Mary shook her head. “They wouldn’t like it a bit,” she said. “That precious old store is the joy of their lives. Without it they wouldn’t know what to do; they would be as lost and lonesome and miserable as a pair of stray kittens. No, if we take care of them we must take care of Hamilton and Company, too. And we mustn’t let them know we’re doing it, either,” she added with decision.
Crawford looked troubled. “I suppose you’re right,” he said; “but it is likely to be something of a puzzle, their problem. It will mean, of course, that you and I must go and leave them.”
“Oh, no, we can’t do that—not for some time, at any rate.”
“It seems to me we must. We have decided, you and I, that I shall go back West, finish my preparatory work, then come here and marry you.

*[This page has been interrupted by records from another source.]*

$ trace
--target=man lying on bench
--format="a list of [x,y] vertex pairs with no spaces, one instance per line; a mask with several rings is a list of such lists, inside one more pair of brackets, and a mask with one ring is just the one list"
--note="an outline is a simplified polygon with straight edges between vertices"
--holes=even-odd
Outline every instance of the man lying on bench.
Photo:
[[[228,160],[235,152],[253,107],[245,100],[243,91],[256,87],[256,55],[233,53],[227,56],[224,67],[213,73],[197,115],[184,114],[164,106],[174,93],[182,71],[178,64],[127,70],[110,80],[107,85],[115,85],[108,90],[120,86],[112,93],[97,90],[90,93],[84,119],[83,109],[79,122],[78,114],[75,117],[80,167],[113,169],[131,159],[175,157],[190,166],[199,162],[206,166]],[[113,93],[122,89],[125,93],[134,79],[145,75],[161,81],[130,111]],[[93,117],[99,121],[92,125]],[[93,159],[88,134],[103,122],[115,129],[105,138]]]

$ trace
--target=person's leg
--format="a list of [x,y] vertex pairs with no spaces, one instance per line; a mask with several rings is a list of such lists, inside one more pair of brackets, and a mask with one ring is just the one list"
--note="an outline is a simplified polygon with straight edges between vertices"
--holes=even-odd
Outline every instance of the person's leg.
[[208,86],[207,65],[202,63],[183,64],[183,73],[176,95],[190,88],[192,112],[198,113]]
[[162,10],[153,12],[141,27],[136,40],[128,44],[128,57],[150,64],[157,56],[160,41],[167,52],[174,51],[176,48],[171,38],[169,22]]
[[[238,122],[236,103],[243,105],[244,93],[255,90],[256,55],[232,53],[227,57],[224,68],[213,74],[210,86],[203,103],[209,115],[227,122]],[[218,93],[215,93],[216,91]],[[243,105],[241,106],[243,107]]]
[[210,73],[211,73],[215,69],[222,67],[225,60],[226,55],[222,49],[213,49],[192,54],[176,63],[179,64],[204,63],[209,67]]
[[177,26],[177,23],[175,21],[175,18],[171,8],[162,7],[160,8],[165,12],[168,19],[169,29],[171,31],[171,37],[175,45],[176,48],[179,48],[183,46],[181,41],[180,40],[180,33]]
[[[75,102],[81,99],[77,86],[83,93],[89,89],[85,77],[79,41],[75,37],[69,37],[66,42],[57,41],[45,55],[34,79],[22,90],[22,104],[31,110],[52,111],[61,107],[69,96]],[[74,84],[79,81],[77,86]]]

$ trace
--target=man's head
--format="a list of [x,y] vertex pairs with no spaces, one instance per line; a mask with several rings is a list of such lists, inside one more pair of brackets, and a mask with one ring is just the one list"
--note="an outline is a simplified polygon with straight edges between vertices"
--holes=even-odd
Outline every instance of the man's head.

After that—well, after that we have decided that I am to locate somewhere or other and begin to practice my profession. You’ll go with me then, I presume?”
“Silly! Of course I will.”
“I hoped so. But if we can’t leave your uncles and they won’t leave the store, what are we going to do? Put the store on a truck and take it with us?”
She looked up at him and smiled. “I have a plan,” she said. “I haven’t quite worked it out yet, but if it does work I think it’s going to be a very nice plan indeed. No, I’m not going to tell you what it is yet, so you mustn’t tease. You don’t mind my planning for you and bossing you and all that sort of thing, do you? I hope you don’t, because I can’t help it. It’s the way I’m made, I think.”
“I don’t mind. Boss away.”
“Oh, I shall. I’m like that Scotch girl in the play Mrs. Wyeth took me to see in Boston—Bunty, her name was. She made me think of myself more than once, although she was ever so much more clever. At the end of the play she said to her sweetheart, ’William, I must tell ye this: if I marry ye I’ll aye be managin’ ye.’ She meant she couldn’t help it. Neither can I. I’m afraid I’m a born manager.”
Crawford stooped and kissed her.
“Do you remember William’s answer?” he asked. “I do. It was: ’Bunty, I’ll glory in my shame.’ Manage all you like, my lady, I’ll glory in it.”
The plan did work out and it was this: Doctor Harley, who had practiced medicine for forty-one years in South Harniss, was thinking of retiring after two more years of active work. He was willing to sell out his practice at the end of that time. He liked Crawford, had taken a fancy to him on the occasion of his first visit to the town when he was a guest of the Keiths. Crawford, after Mary had suggested the idea to him, called upon the old doctor. Before the end of the week it was arranged that after Crawford’s final season of college and hospital work he was to come to South Harniss, work with Doctor Harley as assistant for another year, and then buy out the practice and, as Captain Shad said, “put up his own shingle.”